Considerando positivo il progresso economico che porta benessere, si scopre però che il bene non è per tutti, perché non può e, soprattutto, non deve essere così. Io parlo di «tirannia economica».
Le nazioni, tecnologicamente avanzate, non trarrebbero beneficio dal progresso di una vasta area, denominata «terzo mondo», se non quello immediato di una manodopera affamata che lavora per un dollaro al giorno.
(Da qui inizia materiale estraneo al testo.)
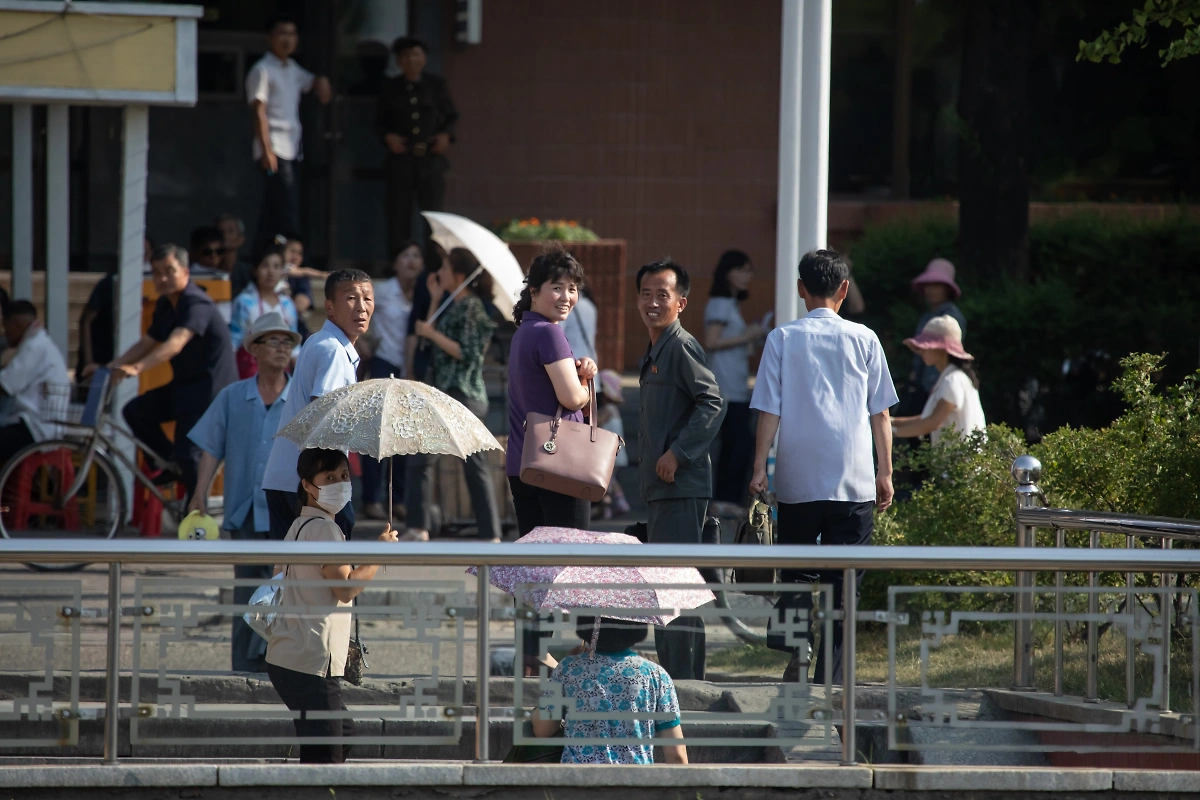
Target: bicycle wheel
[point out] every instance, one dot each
(31, 488)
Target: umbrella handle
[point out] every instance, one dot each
(454, 294)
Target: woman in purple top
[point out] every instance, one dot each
(544, 374)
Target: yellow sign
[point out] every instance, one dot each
(97, 53)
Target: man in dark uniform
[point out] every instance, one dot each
(681, 415)
(415, 119)
(186, 330)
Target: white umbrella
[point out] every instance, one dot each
(450, 230)
(389, 416)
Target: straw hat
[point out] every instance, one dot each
(941, 334)
(270, 323)
(939, 271)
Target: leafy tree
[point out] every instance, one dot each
(1182, 16)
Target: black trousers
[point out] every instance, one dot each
(247, 649)
(681, 644)
(304, 692)
(285, 507)
(184, 405)
(419, 483)
(732, 474)
(280, 212)
(411, 178)
(538, 506)
(13, 438)
(835, 522)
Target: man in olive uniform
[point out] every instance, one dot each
(415, 119)
(681, 415)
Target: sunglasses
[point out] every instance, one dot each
(276, 342)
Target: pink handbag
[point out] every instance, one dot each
(573, 458)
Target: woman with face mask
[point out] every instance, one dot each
(306, 655)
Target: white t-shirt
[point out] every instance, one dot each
(279, 85)
(390, 322)
(955, 388)
(36, 362)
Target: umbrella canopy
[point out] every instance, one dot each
(643, 584)
(450, 230)
(390, 416)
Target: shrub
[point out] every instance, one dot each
(1147, 462)
(1101, 289)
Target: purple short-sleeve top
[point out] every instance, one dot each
(537, 343)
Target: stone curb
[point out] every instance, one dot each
(108, 776)
(1156, 781)
(664, 775)
(353, 774)
(996, 779)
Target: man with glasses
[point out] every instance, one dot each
(207, 250)
(239, 428)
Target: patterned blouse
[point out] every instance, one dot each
(250, 306)
(467, 323)
(612, 683)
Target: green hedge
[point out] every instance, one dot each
(1097, 286)
(1147, 462)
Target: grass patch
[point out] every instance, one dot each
(983, 660)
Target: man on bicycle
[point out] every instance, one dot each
(189, 331)
(35, 364)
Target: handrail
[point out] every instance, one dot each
(133, 551)
(1110, 523)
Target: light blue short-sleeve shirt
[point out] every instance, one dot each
(328, 361)
(823, 377)
(239, 428)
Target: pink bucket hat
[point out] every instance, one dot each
(939, 271)
(941, 334)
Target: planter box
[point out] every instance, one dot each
(604, 264)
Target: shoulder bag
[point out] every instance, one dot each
(573, 458)
(757, 529)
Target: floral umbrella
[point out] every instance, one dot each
(645, 585)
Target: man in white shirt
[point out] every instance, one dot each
(35, 364)
(274, 86)
(328, 361)
(825, 388)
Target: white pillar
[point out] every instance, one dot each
(132, 238)
(22, 202)
(817, 32)
(787, 221)
(58, 221)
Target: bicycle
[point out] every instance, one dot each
(71, 486)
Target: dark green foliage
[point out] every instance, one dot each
(1097, 286)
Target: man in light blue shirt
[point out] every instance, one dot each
(238, 428)
(328, 361)
(825, 388)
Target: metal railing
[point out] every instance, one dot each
(484, 555)
(1030, 516)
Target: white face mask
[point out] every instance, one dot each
(334, 497)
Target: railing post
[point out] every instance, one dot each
(484, 668)
(1027, 471)
(1167, 579)
(1092, 692)
(113, 666)
(1131, 648)
(1060, 541)
(849, 623)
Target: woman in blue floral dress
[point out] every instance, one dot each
(612, 679)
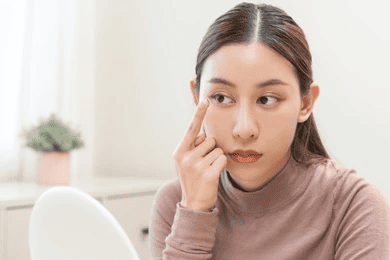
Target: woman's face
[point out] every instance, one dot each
(248, 117)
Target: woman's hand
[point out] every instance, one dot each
(198, 168)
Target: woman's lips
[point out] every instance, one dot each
(246, 157)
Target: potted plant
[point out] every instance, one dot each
(54, 141)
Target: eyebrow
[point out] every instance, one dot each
(267, 83)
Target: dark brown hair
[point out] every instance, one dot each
(281, 33)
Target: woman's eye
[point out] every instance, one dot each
(219, 98)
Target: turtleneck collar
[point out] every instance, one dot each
(277, 191)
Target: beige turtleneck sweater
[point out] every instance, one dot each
(320, 212)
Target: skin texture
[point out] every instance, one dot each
(243, 118)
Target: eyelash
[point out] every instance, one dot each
(213, 96)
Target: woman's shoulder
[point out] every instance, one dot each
(344, 183)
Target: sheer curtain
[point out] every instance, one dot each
(46, 66)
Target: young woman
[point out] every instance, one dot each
(257, 183)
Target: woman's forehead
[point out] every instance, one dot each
(247, 64)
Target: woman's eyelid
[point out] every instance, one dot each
(215, 94)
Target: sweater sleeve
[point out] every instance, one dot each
(364, 217)
(181, 233)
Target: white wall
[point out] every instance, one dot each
(146, 55)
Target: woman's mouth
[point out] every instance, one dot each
(246, 157)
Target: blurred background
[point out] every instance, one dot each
(118, 71)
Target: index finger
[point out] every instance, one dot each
(196, 123)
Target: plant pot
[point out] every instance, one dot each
(54, 169)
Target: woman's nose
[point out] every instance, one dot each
(246, 124)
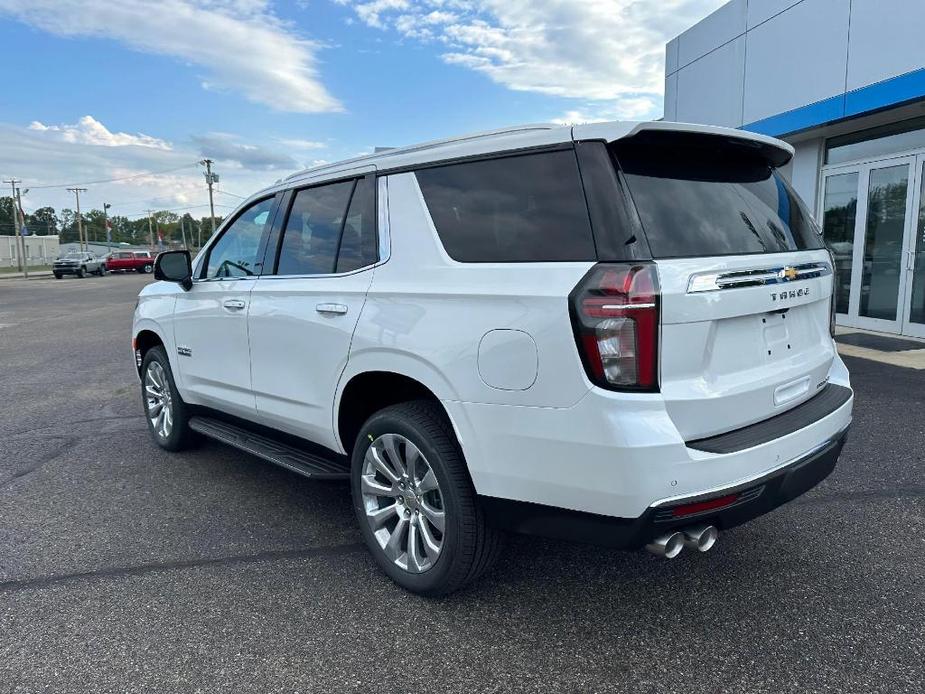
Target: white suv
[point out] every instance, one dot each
(616, 333)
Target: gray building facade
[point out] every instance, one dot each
(843, 81)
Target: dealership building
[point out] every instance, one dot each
(843, 81)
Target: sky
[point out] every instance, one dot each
(140, 91)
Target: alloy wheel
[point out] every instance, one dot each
(403, 503)
(158, 400)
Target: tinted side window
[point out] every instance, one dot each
(235, 253)
(514, 209)
(358, 245)
(709, 198)
(309, 244)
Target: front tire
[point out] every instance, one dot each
(414, 500)
(165, 412)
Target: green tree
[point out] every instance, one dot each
(7, 227)
(43, 221)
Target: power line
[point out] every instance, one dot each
(114, 180)
(234, 195)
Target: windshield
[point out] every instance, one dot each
(707, 198)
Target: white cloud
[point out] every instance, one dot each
(90, 131)
(296, 143)
(597, 50)
(629, 108)
(43, 155)
(241, 44)
(225, 147)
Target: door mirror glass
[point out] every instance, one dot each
(174, 266)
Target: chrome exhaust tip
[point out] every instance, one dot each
(668, 546)
(701, 537)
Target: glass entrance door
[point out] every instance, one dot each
(914, 257)
(868, 223)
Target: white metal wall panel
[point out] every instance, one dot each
(722, 26)
(671, 56)
(762, 10)
(804, 175)
(791, 62)
(886, 40)
(671, 97)
(710, 89)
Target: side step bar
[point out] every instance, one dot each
(276, 452)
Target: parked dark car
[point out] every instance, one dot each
(126, 261)
(78, 263)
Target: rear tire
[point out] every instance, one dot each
(397, 524)
(165, 412)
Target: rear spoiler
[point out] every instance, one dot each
(775, 151)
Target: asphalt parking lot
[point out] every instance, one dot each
(127, 569)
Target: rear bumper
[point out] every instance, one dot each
(744, 501)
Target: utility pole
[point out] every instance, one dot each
(150, 231)
(210, 179)
(80, 226)
(106, 207)
(20, 244)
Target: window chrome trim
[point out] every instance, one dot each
(757, 277)
(744, 483)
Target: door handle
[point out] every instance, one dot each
(234, 304)
(336, 309)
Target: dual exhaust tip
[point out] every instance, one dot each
(701, 538)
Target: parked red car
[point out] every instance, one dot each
(125, 261)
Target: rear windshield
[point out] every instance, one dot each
(522, 208)
(710, 198)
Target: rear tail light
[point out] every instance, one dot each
(832, 298)
(615, 315)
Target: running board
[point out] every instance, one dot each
(276, 452)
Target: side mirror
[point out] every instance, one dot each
(174, 266)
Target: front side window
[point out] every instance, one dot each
(512, 209)
(235, 253)
(358, 245)
(309, 244)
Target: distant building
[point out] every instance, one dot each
(40, 250)
(844, 83)
(101, 248)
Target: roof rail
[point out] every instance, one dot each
(393, 151)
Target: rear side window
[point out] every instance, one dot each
(358, 245)
(709, 198)
(312, 231)
(513, 209)
(235, 253)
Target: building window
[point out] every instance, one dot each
(875, 142)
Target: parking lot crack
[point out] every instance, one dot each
(41, 582)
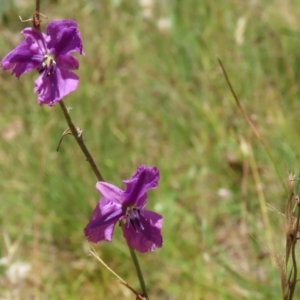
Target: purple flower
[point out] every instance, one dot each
(50, 55)
(141, 227)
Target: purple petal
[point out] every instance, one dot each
(53, 88)
(109, 191)
(145, 178)
(103, 221)
(67, 62)
(64, 37)
(150, 237)
(27, 55)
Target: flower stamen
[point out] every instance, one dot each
(133, 218)
(48, 64)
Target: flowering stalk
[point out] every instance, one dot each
(50, 54)
(89, 158)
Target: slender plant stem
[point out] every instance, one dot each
(36, 22)
(250, 123)
(80, 142)
(78, 137)
(89, 158)
(138, 272)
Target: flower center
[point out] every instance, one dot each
(133, 218)
(48, 65)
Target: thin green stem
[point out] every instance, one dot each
(36, 22)
(138, 272)
(89, 158)
(250, 123)
(79, 140)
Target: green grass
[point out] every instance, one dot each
(158, 98)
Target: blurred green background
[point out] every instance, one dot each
(152, 92)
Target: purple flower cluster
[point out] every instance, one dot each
(141, 227)
(49, 54)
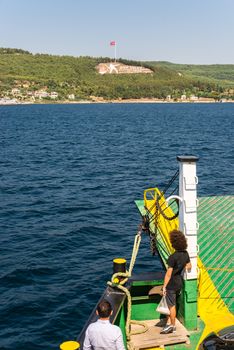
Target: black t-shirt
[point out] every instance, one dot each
(177, 261)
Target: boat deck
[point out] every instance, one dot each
(215, 239)
(152, 338)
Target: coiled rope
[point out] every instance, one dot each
(119, 283)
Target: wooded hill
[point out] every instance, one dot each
(78, 76)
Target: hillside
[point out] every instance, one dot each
(31, 77)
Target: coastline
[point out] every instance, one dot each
(117, 101)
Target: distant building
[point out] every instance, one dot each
(53, 95)
(193, 98)
(71, 97)
(15, 91)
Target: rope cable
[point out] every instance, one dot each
(120, 285)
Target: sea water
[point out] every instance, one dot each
(69, 175)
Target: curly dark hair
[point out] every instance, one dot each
(178, 240)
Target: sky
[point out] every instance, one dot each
(179, 31)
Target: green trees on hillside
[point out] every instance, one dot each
(77, 76)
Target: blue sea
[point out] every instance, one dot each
(69, 175)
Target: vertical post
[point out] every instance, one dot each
(188, 210)
(188, 225)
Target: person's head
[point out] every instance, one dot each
(104, 309)
(178, 240)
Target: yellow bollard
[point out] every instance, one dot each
(70, 345)
(119, 265)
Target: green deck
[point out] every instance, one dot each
(215, 239)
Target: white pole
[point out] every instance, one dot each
(188, 210)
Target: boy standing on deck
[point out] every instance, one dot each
(173, 279)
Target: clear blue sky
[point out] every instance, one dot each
(181, 31)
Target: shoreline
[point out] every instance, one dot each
(127, 101)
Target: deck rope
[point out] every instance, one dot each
(119, 283)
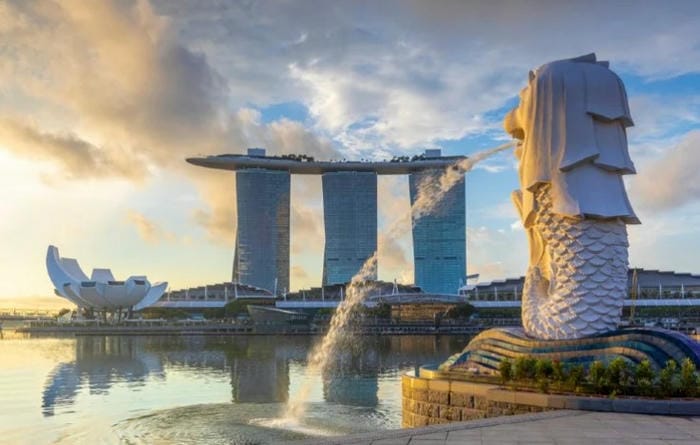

Allo stesso tempo, è vero che nuovi mercati portano a nuovi consumi e nuova ricchezza, che però spesso si riversa in modo precipuo sugli stessi investitori.
Di fronte agli immediati aiuti in denaro ai paesi del sud del mondo (altrimenti sarebbero abbandonati a se stessi) nelle catastrofi naturali e sociali, non è inconscio il desiderio dei grandi di mantenere netta la «separazione». Nel caso contrario, cambierebbe radicalmente lo scenario internazionale, con neo nazioni militarmente instabili e… pericolose per il già delicato equilibrio sullo scacchiere mondiale.
Oggi le multinazionali preferiscono spostare una parte della produzione nei paesi a basso costo di lavoro, per essere più competitive sul mercato; ma non è nell’interesse dei rispettivi governi trasformare un’area depressa in una nuova potenza economica, proprio per le ragioni sopra enunciate.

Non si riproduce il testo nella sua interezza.